Oui je comprends, tu veux faire monter les enchères…

— Faites-moi part de vos recherches au fur et à mesure ! Je vous appelle dès demain !

— Très bien, monsieur Wallace !

Sympathique le gars, tout de même, admit Warren, qui avait la mauvaise habitude de méjuger avec hâte.

Une fois les honoraires de ministre réglés, il s'envola direction la maison. Soulagé, il pressentait qu'ordre et logique guideraient sans tarder ses pas. Il truciderait encore une poignée de poissons, et après, retour probable à une mer calme. Pour protéger sa famille de ses intempestives humeurs, il avait déjà prévu de dormir sur le canapé. Faute d'étaler la vérité, il leur était redevable d'au moins ça…

3

Lionel arriva comme convenu aux alentours de 20 h 00 chez Sam. Lui aussi avait eu toutes les peines du monde pour trouver la fermette, mais heureusement, en bon dépressif qu'il était, il avait pris de la marge.

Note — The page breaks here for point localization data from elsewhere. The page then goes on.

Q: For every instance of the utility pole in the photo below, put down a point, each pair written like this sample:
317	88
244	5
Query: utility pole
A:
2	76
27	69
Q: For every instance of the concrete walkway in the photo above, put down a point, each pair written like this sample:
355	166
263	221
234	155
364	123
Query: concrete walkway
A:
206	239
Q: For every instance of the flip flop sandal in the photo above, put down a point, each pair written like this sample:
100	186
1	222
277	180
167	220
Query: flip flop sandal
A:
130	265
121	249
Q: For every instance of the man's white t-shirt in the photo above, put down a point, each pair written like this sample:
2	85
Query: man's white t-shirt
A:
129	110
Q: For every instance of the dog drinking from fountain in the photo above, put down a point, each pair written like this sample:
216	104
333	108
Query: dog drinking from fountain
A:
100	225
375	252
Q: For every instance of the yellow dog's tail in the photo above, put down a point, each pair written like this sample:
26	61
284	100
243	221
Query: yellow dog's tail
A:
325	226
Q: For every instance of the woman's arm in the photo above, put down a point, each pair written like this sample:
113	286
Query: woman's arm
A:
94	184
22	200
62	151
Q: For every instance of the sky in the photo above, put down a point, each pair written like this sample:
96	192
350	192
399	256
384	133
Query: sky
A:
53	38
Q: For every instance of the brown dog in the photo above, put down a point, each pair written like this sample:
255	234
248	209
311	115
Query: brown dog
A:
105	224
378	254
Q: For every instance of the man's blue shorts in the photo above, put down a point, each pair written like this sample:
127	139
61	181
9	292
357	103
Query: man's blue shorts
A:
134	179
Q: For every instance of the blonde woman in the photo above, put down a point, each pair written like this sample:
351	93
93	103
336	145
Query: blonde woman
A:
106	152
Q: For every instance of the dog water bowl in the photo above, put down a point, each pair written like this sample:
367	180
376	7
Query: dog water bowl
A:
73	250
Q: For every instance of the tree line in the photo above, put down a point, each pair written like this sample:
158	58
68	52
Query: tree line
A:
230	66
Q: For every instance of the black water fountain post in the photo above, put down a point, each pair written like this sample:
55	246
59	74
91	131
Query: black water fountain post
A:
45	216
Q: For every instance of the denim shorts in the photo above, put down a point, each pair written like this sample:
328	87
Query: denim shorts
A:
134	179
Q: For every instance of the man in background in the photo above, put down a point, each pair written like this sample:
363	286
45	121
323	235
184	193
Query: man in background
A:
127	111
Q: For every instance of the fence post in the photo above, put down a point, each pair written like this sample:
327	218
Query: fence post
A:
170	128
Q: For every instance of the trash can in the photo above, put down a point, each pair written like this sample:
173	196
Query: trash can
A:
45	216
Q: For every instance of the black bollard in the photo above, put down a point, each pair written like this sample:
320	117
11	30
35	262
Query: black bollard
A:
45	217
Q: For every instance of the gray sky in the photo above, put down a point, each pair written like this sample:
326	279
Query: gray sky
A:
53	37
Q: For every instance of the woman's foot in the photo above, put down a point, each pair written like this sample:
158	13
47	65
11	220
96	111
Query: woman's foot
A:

— Salut Lionel ! Je t'attendais, sourit Sam.

— Bonjour Sam… Il baissa les yeux et shoota dans une ribambelle de gravillons, mains avalées par ses poches. Tu sais, j'ai failli ne pas venir. Pas trop le moral ce soir… J'espère que ça va aller mieux, je ne voudrais pas gâcher la soirée…

Sam le fit entrer.

— Mais non, ça va aller, ne t'inquiète pas. Vodka ?

Sam était le serpent dans le jardin d'Eden, persuadé que ce mot magique aurait le même effet sur Lionel que le fruit défendu sur Ève. Avant même que l'invité eût le temps d'ouvrir la bouche, il l'avait déjà servi gracieusement.

— Merci ! Tu n'en prends pas ?

— Whisky plutôt pour moi… Santé ! Et n'oublions pas, nous sommes des êtres…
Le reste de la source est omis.